Hacker News new | ask | show | jobs
by h3ro 4495 days ago
I do this kind of stuff with wget, sed, awk so far, but it's nice to see some more thought-out alternatives.

What I like most about your competition though is the JS interface that gets used for one good last thing (before being properly scraped and de-AD- and de-java-fied): clicking on the content you want, and deselecting content you don't want: subtly, with your mouse you lead a pattern-matching algorithm doing the annoying work.

Honestly the simplicity of this interface is even more breathtaking to me than gargl :P But it's even more limited, as after clicking twice it thinks that it has understood the pattern already, although that might not be the case.

I'd suggest to integrate the idea, but to make the learning process more clever, make it possible to select more things, even though the engine thinks there can't be any more similar things.

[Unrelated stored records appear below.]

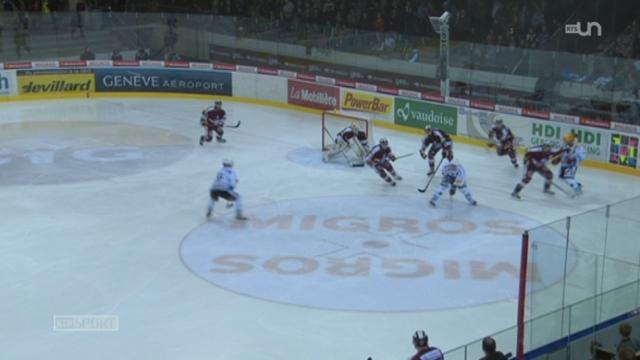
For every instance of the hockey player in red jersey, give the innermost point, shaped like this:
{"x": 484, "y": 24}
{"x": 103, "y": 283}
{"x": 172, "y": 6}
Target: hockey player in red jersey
{"x": 438, "y": 140}
{"x": 352, "y": 140}
{"x": 380, "y": 159}
{"x": 503, "y": 141}
{"x": 212, "y": 119}
{"x": 535, "y": 161}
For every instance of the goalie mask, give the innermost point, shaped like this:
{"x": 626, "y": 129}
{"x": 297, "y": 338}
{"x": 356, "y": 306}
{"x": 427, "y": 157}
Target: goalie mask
{"x": 569, "y": 138}
{"x": 420, "y": 339}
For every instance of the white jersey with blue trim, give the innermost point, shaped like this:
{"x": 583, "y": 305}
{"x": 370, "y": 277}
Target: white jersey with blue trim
{"x": 226, "y": 180}
{"x": 574, "y": 156}
{"x": 454, "y": 173}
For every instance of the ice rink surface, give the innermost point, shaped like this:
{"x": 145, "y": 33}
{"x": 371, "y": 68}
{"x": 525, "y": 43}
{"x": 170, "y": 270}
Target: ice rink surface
{"x": 103, "y": 201}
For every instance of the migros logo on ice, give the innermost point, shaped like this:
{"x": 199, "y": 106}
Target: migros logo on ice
{"x": 359, "y": 101}
{"x": 55, "y": 84}
{"x": 320, "y": 253}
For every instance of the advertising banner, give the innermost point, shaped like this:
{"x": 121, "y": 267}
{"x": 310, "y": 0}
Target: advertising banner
{"x": 161, "y": 80}
{"x": 529, "y": 132}
{"x": 419, "y": 114}
{"x": 55, "y": 82}
{"x": 624, "y": 150}
{"x": 595, "y": 141}
{"x": 313, "y": 95}
{"x": 8, "y": 86}
{"x": 366, "y": 102}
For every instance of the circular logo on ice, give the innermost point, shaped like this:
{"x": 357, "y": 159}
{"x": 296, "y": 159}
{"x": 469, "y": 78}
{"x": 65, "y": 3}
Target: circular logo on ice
{"x": 365, "y": 254}
{"x": 62, "y": 152}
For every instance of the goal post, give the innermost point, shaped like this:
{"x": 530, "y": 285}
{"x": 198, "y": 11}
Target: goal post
{"x": 335, "y": 121}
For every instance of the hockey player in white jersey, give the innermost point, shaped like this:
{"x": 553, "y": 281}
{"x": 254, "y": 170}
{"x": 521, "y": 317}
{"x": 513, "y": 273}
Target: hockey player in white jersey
{"x": 352, "y": 140}
{"x": 571, "y": 158}
{"x": 453, "y": 178}
{"x": 224, "y": 187}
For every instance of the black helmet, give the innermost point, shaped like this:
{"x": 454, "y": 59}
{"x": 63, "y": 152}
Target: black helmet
{"x": 488, "y": 344}
{"x": 420, "y": 339}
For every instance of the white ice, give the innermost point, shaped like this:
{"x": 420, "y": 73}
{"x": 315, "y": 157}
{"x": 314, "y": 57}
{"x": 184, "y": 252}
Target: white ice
{"x": 112, "y": 245}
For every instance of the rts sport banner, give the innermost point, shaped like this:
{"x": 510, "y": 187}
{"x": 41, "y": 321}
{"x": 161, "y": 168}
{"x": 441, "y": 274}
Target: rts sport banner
{"x": 55, "y": 82}
{"x": 313, "y": 95}
{"x": 366, "y": 102}
{"x": 8, "y": 86}
{"x": 528, "y": 132}
{"x": 419, "y": 114}
{"x": 161, "y": 80}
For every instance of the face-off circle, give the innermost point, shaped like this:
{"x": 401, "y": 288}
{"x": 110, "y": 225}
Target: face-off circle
{"x": 33, "y": 153}
{"x": 365, "y": 254}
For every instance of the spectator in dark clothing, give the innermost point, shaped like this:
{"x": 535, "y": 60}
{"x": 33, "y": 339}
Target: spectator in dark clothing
{"x": 489, "y": 349}
{"x": 423, "y": 350}
{"x": 87, "y": 54}
{"x": 626, "y": 354}
{"x": 142, "y": 55}
{"x": 78, "y": 20}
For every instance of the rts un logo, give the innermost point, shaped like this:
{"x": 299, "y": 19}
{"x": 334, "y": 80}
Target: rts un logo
{"x": 577, "y": 28}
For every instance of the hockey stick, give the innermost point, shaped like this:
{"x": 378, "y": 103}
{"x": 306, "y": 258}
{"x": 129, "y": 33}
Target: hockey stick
{"x": 235, "y": 126}
{"x": 432, "y": 176}
{"x": 563, "y": 190}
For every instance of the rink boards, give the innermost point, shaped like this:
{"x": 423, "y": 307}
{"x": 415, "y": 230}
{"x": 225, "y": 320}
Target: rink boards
{"x": 609, "y": 145}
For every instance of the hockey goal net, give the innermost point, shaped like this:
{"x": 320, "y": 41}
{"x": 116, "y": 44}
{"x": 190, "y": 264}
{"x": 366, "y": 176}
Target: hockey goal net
{"x": 333, "y": 122}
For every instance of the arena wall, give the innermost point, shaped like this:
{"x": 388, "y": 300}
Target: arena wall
{"x": 611, "y": 146}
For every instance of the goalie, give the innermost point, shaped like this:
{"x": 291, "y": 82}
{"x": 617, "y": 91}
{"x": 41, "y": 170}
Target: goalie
{"x": 350, "y": 141}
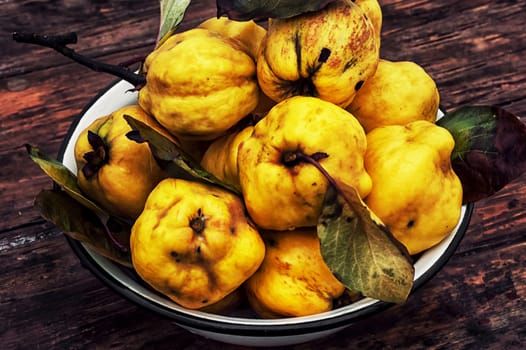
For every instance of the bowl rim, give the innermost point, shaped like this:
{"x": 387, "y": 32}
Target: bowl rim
{"x": 240, "y": 328}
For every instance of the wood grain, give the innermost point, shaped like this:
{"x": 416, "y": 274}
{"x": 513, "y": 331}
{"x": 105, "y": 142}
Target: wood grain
{"x": 476, "y": 52}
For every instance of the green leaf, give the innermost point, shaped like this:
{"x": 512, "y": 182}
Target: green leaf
{"x": 244, "y": 10}
{"x": 490, "y": 148}
{"x": 84, "y": 225}
{"x": 63, "y": 177}
{"x": 172, "y": 14}
{"x": 360, "y": 250}
{"x": 170, "y": 157}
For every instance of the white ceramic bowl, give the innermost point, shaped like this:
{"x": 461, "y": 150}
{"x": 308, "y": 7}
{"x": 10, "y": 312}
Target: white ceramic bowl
{"x": 245, "y": 328}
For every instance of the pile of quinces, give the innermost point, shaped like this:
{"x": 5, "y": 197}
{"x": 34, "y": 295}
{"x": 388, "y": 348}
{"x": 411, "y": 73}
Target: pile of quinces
{"x": 258, "y": 107}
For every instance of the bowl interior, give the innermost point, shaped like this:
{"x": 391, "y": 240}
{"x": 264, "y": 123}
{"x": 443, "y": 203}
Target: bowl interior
{"x": 127, "y": 284}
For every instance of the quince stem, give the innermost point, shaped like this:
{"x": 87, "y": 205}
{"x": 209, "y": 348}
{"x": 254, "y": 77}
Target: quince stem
{"x": 295, "y": 157}
{"x": 59, "y": 43}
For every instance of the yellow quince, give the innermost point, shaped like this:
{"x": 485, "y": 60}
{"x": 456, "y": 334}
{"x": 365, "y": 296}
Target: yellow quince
{"x": 282, "y": 190}
{"x": 327, "y": 53}
{"x": 194, "y": 243}
{"x": 114, "y": 171}
{"x": 415, "y": 192}
{"x": 293, "y": 279}
{"x": 199, "y": 84}
{"x": 398, "y": 93}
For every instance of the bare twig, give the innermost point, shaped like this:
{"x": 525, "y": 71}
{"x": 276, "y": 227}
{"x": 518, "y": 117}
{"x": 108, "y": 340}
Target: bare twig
{"x": 59, "y": 43}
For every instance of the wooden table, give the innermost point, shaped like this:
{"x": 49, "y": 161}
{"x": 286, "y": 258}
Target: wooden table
{"x": 475, "y": 50}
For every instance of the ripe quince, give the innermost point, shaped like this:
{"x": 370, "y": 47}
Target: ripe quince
{"x": 248, "y": 33}
{"x": 220, "y": 159}
{"x": 327, "y": 53}
{"x": 398, "y": 93}
{"x": 293, "y": 279}
{"x": 373, "y": 11}
{"x": 415, "y": 192}
{"x": 114, "y": 171}
{"x": 281, "y": 189}
{"x": 199, "y": 84}
{"x": 194, "y": 243}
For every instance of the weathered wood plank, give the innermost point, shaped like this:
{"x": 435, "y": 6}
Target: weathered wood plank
{"x": 475, "y": 50}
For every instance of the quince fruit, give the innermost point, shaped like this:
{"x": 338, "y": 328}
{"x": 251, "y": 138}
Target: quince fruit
{"x": 248, "y": 33}
{"x": 194, "y": 243}
{"x": 373, "y": 11}
{"x": 398, "y": 93}
{"x": 114, "y": 171}
{"x": 199, "y": 84}
{"x": 281, "y": 189}
{"x": 220, "y": 159}
{"x": 327, "y": 53}
{"x": 293, "y": 279}
{"x": 415, "y": 192}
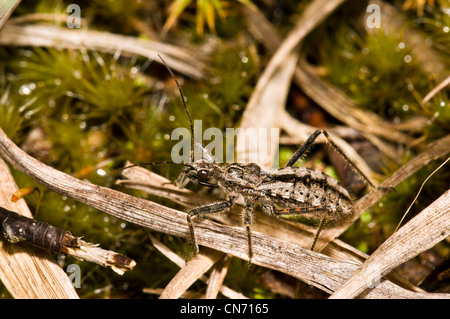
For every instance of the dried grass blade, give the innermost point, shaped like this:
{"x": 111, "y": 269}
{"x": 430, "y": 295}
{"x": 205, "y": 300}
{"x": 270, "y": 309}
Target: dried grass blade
{"x": 217, "y": 276}
{"x": 431, "y": 152}
{"x": 311, "y": 267}
{"x": 180, "y": 262}
{"x": 422, "y": 232}
{"x": 265, "y": 113}
{"x": 193, "y": 270}
{"x": 50, "y": 36}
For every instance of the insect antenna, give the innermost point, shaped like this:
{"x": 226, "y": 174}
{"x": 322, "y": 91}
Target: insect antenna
{"x": 185, "y": 107}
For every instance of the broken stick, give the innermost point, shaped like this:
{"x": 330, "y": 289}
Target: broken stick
{"x": 17, "y": 228}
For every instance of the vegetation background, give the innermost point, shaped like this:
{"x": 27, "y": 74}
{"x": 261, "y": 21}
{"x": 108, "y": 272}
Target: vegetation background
{"x": 87, "y": 111}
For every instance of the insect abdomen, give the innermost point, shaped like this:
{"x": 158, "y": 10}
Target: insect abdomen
{"x": 303, "y": 187}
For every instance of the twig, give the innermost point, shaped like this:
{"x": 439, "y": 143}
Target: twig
{"x": 17, "y": 228}
{"x": 27, "y": 271}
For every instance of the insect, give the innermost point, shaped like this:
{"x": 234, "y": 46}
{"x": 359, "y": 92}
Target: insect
{"x": 283, "y": 192}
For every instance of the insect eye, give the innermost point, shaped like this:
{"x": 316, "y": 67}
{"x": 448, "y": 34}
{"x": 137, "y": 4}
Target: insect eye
{"x": 203, "y": 173}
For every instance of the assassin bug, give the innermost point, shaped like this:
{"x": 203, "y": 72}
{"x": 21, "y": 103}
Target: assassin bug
{"x": 283, "y": 192}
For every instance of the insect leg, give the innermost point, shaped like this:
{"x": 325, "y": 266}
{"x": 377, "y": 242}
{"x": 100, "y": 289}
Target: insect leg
{"x": 207, "y": 209}
{"x": 304, "y": 210}
{"x": 248, "y": 214}
{"x": 301, "y": 150}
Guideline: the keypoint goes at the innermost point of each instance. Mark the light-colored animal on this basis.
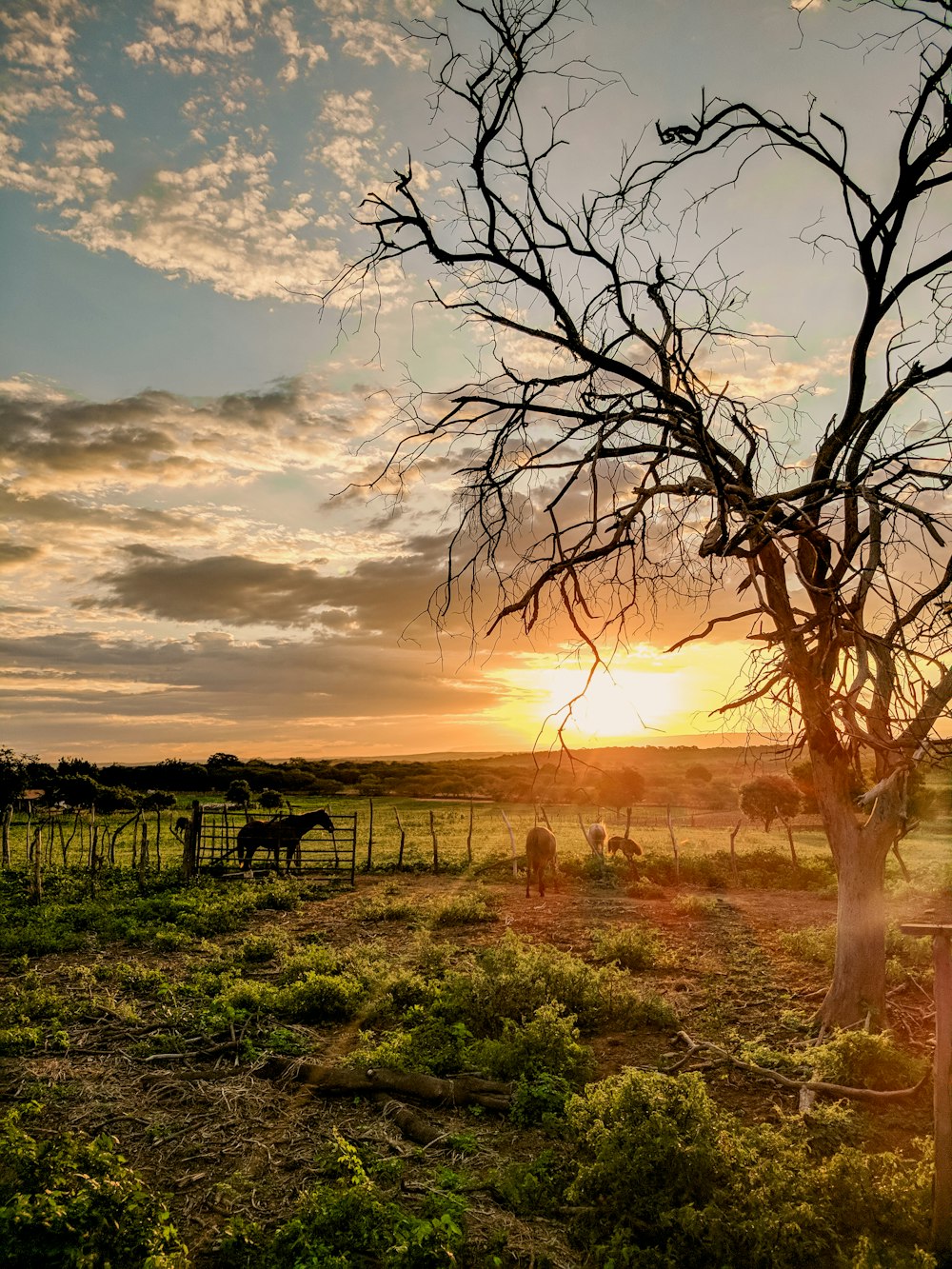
(540, 853)
(277, 835)
(597, 834)
(627, 845)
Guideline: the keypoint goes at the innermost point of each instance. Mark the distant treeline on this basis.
(687, 776)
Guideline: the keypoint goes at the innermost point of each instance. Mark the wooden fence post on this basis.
(189, 856)
(512, 841)
(403, 838)
(436, 848)
(735, 830)
(941, 1086)
(674, 845)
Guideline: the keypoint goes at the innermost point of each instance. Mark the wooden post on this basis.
(369, 838)
(512, 842)
(144, 853)
(436, 846)
(37, 881)
(792, 848)
(942, 1086)
(735, 830)
(674, 845)
(403, 838)
(189, 856)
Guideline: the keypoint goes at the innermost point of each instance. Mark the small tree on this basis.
(699, 774)
(621, 787)
(621, 464)
(239, 792)
(768, 799)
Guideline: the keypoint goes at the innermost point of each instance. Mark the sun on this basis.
(616, 704)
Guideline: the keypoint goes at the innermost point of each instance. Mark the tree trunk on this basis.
(859, 987)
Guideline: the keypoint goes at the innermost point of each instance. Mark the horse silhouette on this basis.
(276, 835)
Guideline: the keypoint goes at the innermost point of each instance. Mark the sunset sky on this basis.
(186, 564)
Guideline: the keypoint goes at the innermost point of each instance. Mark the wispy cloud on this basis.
(212, 208)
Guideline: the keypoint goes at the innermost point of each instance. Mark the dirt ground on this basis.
(221, 1141)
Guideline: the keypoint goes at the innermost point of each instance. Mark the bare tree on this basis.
(630, 472)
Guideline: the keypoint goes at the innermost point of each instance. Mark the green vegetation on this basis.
(208, 978)
(668, 1180)
(70, 1203)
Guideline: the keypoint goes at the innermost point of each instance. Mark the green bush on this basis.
(467, 907)
(860, 1060)
(69, 1203)
(348, 1222)
(632, 947)
(546, 1044)
(666, 1180)
(514, 978)
(320, 998)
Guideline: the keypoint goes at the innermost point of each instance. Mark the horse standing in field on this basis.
(540, 852)
(627, 845)
(276, 835)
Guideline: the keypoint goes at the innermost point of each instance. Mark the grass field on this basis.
(697, 835)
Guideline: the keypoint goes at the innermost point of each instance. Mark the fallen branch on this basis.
(343, 1081)
(410, 1123)
(830, 1090)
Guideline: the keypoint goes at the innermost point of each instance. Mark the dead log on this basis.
(409, 1122)
(879, 1097)
(331, 1081)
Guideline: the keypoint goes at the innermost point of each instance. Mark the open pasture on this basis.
(208, 1033)
(478, 835)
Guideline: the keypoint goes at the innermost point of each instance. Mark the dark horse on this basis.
(276, 835)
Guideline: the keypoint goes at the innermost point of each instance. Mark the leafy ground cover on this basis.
(136, 1025)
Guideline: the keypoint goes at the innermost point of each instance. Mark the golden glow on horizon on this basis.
(619, 704)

Give that AI more things to learn from. We want more identifiers than just counts and HTML elements: "2nd subelement of <h1>".

There's good stuff you can do with statistics, too. Some data exists only once, some exists only 3 times, some always exists over 10 times. That's valuable info. Some data has many words of whitespace seperated text - oh a paragraph!

tldr We need something that generates good semantics out of normal web sites automatically, so that users can use a simple Web UI mangled into the target web site to choose the right pattern.